Seuls les domiciles principaux ou secondaires fixes sont soumis à la taxe d'habitation et à la taxe d'enlèvement des ordures ménagères.
Si la caravane est bien considérée comme un logement, elle demeure un habitat mobile et aucune loi n'interdit le nomadisme.
Lorsque les communes de plus de 5000 habitants se conforment à la Loi Besson en mettant à la disposition des "gens du voyage" une aire de stationnement équipée, ceux-ci ont en principe accès aux sanitaires, à l'eau et à l'électricité en payant ces services (comme sur un camping).
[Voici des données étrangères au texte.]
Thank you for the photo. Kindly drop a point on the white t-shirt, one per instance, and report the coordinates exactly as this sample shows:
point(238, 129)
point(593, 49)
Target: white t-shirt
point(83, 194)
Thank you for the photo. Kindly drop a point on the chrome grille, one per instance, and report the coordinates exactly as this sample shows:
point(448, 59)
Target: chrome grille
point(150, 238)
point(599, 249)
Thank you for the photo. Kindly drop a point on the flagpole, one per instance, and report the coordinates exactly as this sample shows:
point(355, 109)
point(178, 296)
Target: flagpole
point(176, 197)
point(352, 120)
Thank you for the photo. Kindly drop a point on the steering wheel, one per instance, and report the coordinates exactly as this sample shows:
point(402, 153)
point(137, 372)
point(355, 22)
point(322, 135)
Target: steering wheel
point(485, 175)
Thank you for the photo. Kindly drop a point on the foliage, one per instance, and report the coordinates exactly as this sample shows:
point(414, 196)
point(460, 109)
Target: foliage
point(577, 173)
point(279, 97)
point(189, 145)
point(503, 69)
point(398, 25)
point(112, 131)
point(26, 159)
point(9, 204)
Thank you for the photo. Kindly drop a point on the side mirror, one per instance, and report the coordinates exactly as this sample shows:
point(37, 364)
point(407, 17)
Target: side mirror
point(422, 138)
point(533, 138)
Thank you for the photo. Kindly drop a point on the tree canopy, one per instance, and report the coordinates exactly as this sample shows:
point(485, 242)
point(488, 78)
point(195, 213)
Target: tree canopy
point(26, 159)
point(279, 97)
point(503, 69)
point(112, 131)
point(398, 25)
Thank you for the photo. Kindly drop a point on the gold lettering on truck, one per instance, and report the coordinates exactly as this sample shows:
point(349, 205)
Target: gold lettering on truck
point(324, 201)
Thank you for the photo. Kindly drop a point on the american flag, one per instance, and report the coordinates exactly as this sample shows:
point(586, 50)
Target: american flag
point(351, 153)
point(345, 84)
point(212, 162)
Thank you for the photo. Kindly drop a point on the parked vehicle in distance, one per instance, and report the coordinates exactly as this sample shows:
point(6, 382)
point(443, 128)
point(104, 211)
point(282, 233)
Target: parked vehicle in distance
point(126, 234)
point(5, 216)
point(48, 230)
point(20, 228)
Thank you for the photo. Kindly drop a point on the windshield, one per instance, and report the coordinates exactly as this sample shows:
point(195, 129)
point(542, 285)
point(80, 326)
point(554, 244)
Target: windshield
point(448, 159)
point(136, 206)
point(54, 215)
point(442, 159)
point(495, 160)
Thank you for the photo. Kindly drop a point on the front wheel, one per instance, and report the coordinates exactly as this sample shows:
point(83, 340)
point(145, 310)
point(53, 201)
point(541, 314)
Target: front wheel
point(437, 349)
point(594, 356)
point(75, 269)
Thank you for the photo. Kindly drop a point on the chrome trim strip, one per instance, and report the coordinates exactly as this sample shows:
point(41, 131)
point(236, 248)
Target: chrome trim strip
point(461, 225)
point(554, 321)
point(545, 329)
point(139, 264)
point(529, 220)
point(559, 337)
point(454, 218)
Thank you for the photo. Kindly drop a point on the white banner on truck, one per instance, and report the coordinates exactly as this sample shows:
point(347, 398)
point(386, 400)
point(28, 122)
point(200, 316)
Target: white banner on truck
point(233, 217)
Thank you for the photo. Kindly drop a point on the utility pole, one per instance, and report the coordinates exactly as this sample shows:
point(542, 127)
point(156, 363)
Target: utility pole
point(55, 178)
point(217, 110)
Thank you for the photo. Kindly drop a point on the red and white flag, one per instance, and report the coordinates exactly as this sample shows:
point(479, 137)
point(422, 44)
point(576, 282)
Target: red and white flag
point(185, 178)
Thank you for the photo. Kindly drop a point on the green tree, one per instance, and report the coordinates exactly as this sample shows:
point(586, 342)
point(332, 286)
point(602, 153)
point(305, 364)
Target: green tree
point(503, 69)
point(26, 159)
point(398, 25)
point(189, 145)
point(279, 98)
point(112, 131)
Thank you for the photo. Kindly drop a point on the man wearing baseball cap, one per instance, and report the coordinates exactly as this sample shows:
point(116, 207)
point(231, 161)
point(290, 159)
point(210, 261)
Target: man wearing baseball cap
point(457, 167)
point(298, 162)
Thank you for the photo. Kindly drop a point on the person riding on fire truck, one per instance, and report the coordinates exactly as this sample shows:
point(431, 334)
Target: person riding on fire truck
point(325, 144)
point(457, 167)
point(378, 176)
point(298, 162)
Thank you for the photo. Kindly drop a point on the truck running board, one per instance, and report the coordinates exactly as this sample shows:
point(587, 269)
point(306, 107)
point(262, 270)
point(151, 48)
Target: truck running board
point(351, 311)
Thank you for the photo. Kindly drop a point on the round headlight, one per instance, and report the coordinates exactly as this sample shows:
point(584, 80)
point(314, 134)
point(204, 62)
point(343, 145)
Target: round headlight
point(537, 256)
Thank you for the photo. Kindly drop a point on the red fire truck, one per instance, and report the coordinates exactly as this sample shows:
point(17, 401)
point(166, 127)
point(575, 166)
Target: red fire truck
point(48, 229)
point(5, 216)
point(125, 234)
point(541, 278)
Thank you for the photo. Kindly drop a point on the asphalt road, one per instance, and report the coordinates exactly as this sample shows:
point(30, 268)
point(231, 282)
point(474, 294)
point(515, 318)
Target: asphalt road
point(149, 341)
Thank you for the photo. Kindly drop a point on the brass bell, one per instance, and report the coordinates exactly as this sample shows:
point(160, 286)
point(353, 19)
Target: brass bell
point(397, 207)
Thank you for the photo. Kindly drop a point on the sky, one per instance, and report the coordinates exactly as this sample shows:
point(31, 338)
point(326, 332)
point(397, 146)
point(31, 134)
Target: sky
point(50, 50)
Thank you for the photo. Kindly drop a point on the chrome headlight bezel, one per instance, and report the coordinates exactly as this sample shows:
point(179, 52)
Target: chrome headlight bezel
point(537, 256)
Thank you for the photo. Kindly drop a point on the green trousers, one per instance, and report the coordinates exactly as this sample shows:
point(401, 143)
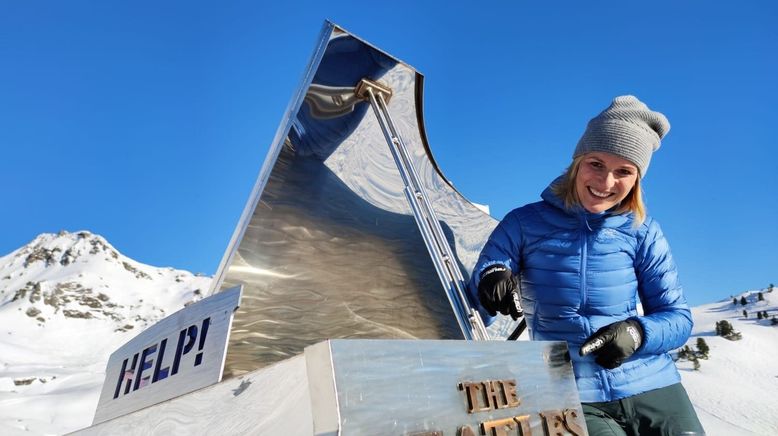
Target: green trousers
point(661, 412)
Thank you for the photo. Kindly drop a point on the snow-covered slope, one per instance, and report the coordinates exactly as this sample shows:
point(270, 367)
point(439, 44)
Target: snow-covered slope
point(735, 391)
point(67, 301)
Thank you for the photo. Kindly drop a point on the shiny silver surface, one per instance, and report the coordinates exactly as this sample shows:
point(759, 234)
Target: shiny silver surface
point(327, 246)
point(406, 387)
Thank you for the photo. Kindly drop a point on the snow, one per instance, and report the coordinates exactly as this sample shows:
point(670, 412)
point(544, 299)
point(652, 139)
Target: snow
point(735, 391)
point(90, 300)
point(67, 301)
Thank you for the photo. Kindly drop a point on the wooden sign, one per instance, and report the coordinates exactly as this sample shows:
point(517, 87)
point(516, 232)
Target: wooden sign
point(177, 355)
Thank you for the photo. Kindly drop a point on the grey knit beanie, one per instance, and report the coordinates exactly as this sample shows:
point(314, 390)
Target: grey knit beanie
point(628, 129)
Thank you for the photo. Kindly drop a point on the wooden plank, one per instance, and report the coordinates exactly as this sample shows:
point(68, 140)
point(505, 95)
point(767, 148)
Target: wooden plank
point(270, 401)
Trop souvent, les communes se contentent de mettre à disposition un terrain insalubre sans commodité et sans prendre la peine d'installer un conteneur pour les ordures ménagères. D'autres communes font carrément "la grève" de la Loi. Il ne faut donc pas s'étonner de certains dérapages, les manquements des uns entraînant les installations sauvages des autres.
Par ailleurs, il ne faut pas assimiler les "gens du voyage" à des mendiants car dans leur grande majorité les hommes travaillent et sont inscrits à la Chambre des métiers pour exercer des travaux pénibles. Ils ne réclament donc pas des repas gratuits. Bien entendu, vous n'empêcherez pas que certains membres de cette communauté (mais comme dans toutes les communautés) agissent parfois mal et en marge de la Loi, mais ce sont toujours de ces événements dont se fait écho la presse, donnant ainsi une image négative de toute une communauté (La fausse monnaie n'empêche pas la bonne d'exister).
En outre, la politique sociale n'a rien à voir avec la virilité, seuls les abus sont contestables.